Michael earned a bachelor’s degree from Brigham Young University, a master’s degrees from the Mendoza College of Business at the University of Notre Dame, and a doctorate in modern history from the University of Oxford, where he was a Rotary Foundation Scholar and member of the Oxford Blues basketball team. He will complete the requirements for the master’s degree in liberal arts (MLA) from Johns Hopkins University in August 2021.

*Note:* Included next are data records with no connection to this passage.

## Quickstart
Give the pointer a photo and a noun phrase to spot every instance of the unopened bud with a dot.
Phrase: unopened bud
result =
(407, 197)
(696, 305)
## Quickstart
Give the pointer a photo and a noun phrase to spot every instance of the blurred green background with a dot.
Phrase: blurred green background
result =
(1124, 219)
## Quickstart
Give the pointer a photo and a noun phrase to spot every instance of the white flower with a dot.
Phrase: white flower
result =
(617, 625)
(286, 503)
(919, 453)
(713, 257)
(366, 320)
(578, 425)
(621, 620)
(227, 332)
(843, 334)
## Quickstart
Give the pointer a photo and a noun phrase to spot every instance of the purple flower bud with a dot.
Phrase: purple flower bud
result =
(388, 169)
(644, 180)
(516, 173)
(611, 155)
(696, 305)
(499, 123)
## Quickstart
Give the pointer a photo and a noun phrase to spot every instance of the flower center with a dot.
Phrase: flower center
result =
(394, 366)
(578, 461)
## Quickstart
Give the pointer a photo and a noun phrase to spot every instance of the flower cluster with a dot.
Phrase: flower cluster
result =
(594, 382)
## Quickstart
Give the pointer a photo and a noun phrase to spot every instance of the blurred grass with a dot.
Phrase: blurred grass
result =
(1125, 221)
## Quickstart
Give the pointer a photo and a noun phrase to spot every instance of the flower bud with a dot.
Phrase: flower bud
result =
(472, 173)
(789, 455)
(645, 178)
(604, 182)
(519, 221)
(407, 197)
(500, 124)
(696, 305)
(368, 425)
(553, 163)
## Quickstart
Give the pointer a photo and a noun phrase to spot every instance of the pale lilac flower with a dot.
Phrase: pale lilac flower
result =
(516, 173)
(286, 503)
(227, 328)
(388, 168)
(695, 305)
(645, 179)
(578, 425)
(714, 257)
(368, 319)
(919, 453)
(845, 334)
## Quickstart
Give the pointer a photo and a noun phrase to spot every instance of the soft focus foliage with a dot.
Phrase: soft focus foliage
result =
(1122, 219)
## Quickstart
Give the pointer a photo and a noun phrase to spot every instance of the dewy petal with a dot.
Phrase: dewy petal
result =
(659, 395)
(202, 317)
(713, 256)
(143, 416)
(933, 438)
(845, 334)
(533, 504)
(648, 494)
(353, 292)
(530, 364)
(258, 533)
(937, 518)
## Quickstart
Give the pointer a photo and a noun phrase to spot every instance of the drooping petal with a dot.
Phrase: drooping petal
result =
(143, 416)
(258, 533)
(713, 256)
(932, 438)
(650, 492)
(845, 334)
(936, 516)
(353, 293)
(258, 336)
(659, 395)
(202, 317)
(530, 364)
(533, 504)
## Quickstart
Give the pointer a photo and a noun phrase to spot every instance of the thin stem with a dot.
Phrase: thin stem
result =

Author of numerous publications, Michael has completed three books: Harry S. Truman and the Founding of Israel (Praeger, 1997); College for the Commonwealth: A Case for Higher Education in American Democracy (with Hal Boyd, University Press of Kentucky, 2017), and Gilman at Hopkins: The Birth of the Modern American Research University (Johns Hopkins University Press, 2021). His biography of Gilman was completed during his time within the MLA program at Hopkins and many of the courses he completed help to augment his research and writing during the past three years.
Michael’s volunteer work has included service on the President's Council of the Association of Governing Boards (AGB) and chair of the NCAA Honors Committee. He was recently appointed to the board of trustees for the national leadership honor society, Omicron Delta Kappa Society (ODK), and Educational Foundation, Inc.